In my last post, I presented AZFour, a web app that lets people interact with the pre-trained Connect Four models provided by the GraphPipe project. In this post, I’ll go into detail about how I deployed the AZFour app and took advantage of the GraphPipe protocol to make optimizations along the way.
As I mentioned in my last post, AZFour is a simple Connect Four implementation with one twist: instead of relying on a heuristic AI or solver to make move suggestions, it instead uses a neural network pre-trained with the AlphaZero algorithm. For any given board position, the pretrained-network can tell us the best move to play next (the Policy) and what the likely outcome is for the game (the Value).
To achieve the highest quality play, AlphaZero typically relies on MCTS to improve upon its neural network predictions during competitive one-on-one play. However, it turns out that a well-trained neural network can evaluate game positions without MCTS and still get pretty good results. For the AZFour app, I excluded MCTS playouts to keep the deployment simple.

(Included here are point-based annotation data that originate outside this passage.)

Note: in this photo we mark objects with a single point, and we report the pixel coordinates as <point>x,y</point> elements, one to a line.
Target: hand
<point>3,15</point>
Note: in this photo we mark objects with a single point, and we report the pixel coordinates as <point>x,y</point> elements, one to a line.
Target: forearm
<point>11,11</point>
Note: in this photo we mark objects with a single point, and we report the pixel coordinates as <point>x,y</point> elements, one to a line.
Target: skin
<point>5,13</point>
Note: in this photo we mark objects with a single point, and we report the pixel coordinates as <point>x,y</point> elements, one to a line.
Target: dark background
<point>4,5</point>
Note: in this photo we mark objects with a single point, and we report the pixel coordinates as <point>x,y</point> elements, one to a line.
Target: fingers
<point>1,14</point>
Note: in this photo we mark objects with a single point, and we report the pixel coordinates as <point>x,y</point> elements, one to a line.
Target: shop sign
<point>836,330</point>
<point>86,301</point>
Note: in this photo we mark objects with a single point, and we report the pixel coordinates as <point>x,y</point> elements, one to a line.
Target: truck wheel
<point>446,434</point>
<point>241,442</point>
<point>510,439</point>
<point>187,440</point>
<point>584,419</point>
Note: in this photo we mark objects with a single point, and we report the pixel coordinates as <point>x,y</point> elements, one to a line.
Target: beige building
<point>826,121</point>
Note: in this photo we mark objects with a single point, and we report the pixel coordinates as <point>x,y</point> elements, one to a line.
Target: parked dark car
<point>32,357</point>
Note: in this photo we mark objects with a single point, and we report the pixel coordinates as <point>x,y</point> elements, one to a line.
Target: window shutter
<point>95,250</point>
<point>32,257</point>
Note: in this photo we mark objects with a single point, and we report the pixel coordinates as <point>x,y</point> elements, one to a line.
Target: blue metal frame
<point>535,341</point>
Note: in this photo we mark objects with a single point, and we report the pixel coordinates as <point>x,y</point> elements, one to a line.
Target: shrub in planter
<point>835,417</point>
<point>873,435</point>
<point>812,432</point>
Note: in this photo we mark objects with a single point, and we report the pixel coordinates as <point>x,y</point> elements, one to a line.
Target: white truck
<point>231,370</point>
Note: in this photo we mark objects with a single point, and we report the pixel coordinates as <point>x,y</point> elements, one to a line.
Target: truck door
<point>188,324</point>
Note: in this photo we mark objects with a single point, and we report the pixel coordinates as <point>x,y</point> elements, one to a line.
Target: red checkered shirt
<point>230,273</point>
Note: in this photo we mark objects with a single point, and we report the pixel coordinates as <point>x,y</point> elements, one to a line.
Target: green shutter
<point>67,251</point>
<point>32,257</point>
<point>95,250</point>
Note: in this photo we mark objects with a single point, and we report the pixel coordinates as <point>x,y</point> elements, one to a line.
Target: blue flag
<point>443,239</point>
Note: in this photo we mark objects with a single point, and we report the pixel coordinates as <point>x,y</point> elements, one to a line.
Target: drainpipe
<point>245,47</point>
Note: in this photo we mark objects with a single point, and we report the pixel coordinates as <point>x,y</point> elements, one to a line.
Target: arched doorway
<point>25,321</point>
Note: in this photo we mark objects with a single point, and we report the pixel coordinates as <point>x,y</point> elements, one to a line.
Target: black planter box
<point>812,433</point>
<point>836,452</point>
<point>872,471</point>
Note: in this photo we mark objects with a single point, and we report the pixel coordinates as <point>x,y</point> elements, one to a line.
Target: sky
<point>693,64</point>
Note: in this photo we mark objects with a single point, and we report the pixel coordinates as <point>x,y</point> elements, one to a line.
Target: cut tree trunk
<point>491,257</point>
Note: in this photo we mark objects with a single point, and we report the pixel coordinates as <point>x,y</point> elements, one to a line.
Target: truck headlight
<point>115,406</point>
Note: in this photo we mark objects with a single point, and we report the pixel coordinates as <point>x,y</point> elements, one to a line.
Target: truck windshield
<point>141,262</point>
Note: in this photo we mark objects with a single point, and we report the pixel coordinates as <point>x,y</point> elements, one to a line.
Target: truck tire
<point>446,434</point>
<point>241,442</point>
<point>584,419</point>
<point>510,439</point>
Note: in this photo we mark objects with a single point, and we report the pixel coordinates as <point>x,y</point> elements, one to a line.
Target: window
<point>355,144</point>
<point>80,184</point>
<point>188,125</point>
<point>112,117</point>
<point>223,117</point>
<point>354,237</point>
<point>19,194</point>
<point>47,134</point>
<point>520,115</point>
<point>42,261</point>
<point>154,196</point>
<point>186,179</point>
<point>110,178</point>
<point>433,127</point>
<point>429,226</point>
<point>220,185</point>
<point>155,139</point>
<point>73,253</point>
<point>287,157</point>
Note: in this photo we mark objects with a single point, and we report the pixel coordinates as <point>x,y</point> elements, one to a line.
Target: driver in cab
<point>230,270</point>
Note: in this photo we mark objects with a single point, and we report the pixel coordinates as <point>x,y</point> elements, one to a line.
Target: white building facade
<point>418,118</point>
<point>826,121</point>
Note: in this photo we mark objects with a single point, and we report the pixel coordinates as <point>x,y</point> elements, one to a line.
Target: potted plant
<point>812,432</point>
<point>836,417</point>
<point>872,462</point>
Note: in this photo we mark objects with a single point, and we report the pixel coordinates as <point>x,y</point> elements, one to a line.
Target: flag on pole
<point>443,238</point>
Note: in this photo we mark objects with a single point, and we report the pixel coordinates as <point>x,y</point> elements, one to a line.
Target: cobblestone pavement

At the most simplistic level, the application architecture for AZFour looks like this:
Stop and think for a second about how amazingly simple this architecture is: rather than having to deal with software that understands all about the game of Connect Four, and maybe implements solvers, simulators, etc, all we need to do is pass our board positions to a standard neural network model, get the position evaluation (Policy and Value), and we are done. Beautiful!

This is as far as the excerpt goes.